Water sports are the main attraction here on Lake Havasu, and there are enough beaches in the area that this lake really does feel like a west coast beach town. However, real estate is a whole lot cheaper here than it is along the California coast, which has fueled a boom in retirement home developments in the area.
South of Lake Havasu's Parker Dam, you'll find one of prettiest stretches of the lower Colorado River. Here, though there is plenty of development on both the Arizona and California shores, the river flows clear and free. The two units of Buckskin Mountain State Park are the best places to commune with the river and do a little hiking or bird watching. Birders will also want to explore the riparian areas of the Bill Williams National Wildlife Area, which lies just north of Parker Dam.
South of Parker, you pass through the town of Quartzsite, which each winter serves as home for thousands of RVers (snowbirds) who flock south from their homes in the frozen north. Quartzsite south to Yuma is just about the warmest place you can spend the winter and still be in the continental United States, and with its vast expanses of open desert, it is also just about the cheapest place to park an RV for a few months. With its numerous flea markets, gem-and-mineral shows, and roadside barbecue stands, the town has the feel of some vast refugee camp, but everyone seems to love the atmosphere.

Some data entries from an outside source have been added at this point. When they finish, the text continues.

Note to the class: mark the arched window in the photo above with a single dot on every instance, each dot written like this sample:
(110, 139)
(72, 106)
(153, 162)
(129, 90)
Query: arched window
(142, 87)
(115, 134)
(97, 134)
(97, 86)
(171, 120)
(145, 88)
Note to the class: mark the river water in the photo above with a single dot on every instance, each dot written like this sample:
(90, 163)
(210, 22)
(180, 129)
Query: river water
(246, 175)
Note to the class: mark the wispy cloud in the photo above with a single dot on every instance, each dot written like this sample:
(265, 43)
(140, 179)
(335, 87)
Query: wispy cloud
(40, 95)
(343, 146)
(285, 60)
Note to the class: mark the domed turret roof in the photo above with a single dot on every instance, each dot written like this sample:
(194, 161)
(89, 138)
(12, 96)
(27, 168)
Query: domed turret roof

While snowbirds think the winters in this area are heaven on earth, summers are more akin to hell on earth, which may be why the Yuma Territorial Prison was built here back in the 1870s. Today the prison is a state park and is one of Yuma's main attractions. Even before the prison was built, Yuma was playing an important role in the taming of the West. It was here that the U.S. Army in 1865 built a quartermaster depot for shipping supplies to its forts around Arizona. Yuma at that time was a river port, with paddlewheelers making the trip up the Colorado from the Gulf of California. Before leaving Yuma to head back to Phoenix, don't forget to drop by Lute's Casino, an immensely popular burger joint, bar, and checkers parlor in downtown Yuma. From Yuma, it is about a three-hour drive back to Phoenix.
From Phoenix, drive north on I-17 to Flagstaff. Spend the night in Flagstaff. Detour east on I-40 to Winslow and Holbrook if you have time. From Flagstaff, drive west on I-40 to Williams. West of Williams get off I-40 at Ash Fork and head out on the longest remaining stretch of old Route 66. Spend the night in Kingman. From Kingman, detour north on Highway 93 to Hoover Dam, and then return the way you came to pick up Route 66 again just south of town. From Topock, drive east on I-40 and then head south on Highway 95 to Lake Havasu. Spend the night here. Continue south the next day to Yuma and spend the night. From Yuma, drive east on I-8 to Gila Bend, go north on Highway 85, and then east on I-10 to return to Phoenix.